物凄いアホの子のようなことを言えば、神様がいないと思い込んでいる人には「ほな、なんでアンタがおるん?」とまん丸な目で問いたくなる。
 「お父さんとお母さんがセックスしたからやろ」というのは、それはそうかもしれんけど、そういう問題ではなく、「ほなお父さんとお母さんがセックスしたらなんでアンタがおるん?」とも問える、そのような問いの向こうにあるものを言っている。
 朝になると日が昇るのは、地球が自転しているからだろうし、地球が自転して日が昇るのは、太陽と地球の角度がなんたらと、いくらでも言えるが、いくら言われても「ほな、なんで?」と問える。
 そんなことは子供でもできる。というより、子供しかできない。いい年してずっと「なんで」と言っていると、アホの子だと思われる。
 だからアホには神様は自明だ。
 順序が逆なのだ。
 扉の中の扉の中の扉の中の扉の中の扉を開けたら神様がいて「ああ、いてはったんですか、すんません」というのが神様だ。
 神様がいなかったら、子供は気狂いになる。
 しかしまだ気狂いは、よく躾けられなかっただけ、神様に近い。

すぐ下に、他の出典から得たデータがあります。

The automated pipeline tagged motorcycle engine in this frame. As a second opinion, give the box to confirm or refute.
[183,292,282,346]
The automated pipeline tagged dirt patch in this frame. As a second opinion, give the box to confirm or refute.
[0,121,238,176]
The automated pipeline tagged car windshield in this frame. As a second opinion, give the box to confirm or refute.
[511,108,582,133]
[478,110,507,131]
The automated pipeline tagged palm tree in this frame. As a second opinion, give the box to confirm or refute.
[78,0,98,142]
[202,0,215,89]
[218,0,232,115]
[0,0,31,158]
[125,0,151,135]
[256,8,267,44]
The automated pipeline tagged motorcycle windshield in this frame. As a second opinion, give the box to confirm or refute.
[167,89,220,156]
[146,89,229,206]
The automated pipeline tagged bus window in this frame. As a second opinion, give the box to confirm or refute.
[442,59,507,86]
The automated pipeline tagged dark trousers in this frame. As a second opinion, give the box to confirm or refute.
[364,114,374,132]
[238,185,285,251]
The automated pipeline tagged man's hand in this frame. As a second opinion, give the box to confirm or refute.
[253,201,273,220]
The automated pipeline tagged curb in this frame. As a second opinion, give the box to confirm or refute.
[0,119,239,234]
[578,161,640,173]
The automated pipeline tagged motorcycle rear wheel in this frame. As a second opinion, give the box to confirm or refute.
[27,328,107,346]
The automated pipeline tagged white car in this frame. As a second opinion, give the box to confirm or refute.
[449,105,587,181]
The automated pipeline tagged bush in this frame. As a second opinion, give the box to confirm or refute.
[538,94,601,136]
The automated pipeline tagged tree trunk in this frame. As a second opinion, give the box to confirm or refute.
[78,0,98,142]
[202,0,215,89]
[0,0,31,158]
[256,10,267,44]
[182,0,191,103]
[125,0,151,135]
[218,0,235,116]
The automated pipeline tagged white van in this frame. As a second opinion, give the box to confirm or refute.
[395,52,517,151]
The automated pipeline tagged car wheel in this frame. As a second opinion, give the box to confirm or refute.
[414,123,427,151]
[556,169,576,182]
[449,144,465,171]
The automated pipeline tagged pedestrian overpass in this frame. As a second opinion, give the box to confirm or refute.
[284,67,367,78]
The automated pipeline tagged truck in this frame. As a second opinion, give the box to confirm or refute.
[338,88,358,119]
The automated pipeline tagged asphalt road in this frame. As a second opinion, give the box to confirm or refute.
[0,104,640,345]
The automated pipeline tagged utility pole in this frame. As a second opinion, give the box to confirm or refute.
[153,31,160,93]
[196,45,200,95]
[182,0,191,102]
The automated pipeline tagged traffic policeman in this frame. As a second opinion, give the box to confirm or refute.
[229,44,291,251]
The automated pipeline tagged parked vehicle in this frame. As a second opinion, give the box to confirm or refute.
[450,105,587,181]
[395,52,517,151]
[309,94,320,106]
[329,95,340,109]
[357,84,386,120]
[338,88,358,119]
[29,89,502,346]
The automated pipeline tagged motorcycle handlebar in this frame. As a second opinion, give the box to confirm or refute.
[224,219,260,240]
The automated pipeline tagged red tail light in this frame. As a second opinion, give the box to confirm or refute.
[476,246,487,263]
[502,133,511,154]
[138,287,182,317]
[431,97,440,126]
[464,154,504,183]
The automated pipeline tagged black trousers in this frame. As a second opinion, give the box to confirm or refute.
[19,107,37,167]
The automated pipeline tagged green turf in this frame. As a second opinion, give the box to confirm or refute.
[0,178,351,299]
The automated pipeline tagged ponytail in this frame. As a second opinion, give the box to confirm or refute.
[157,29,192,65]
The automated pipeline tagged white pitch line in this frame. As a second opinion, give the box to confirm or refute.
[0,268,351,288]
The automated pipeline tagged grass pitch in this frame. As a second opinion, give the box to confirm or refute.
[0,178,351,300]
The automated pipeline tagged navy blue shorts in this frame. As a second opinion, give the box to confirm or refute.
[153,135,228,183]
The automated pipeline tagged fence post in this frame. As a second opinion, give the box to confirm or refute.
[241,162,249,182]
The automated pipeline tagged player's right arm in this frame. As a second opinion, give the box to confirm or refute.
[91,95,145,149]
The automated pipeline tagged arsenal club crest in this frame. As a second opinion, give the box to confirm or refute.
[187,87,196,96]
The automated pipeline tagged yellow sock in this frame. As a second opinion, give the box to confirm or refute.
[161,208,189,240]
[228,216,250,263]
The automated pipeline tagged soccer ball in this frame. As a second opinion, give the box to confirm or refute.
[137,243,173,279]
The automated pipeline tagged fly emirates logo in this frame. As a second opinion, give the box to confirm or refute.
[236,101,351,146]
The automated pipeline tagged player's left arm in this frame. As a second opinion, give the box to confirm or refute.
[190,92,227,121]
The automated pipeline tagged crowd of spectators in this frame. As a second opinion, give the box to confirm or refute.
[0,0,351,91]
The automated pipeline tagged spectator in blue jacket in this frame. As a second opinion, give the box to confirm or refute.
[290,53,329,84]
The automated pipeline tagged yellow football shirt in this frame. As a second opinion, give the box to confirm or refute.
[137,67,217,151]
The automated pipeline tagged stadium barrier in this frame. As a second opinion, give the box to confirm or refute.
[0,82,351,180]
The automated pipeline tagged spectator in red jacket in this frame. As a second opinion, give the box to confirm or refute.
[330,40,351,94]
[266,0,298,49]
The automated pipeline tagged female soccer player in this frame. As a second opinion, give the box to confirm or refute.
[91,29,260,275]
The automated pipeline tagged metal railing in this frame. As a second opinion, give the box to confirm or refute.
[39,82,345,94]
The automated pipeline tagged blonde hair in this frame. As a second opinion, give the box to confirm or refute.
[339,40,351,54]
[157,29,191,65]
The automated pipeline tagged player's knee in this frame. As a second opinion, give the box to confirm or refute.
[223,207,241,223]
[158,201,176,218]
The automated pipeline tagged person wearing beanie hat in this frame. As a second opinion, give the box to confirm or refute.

アホの子に近い。
 質問というのは不躾なものだ。大人は簡単に質問してはいけない。「ググレカス」と罵られる。
 質問しない立派な大人になるには、扉の中の扉の中の扉の中の扉の中の扉を開けて「すんません」と言わないといけない。何度も開けると怒られるので、どうしても我慢できない時以外は、最初の一回でこらえておいた方が行儀が良いが。
 そうでないと、よく躾られはしているけれど、暗い顔でつまらなそうな大人になる。
 アホには神様は自明だ。そして人生は楽しい。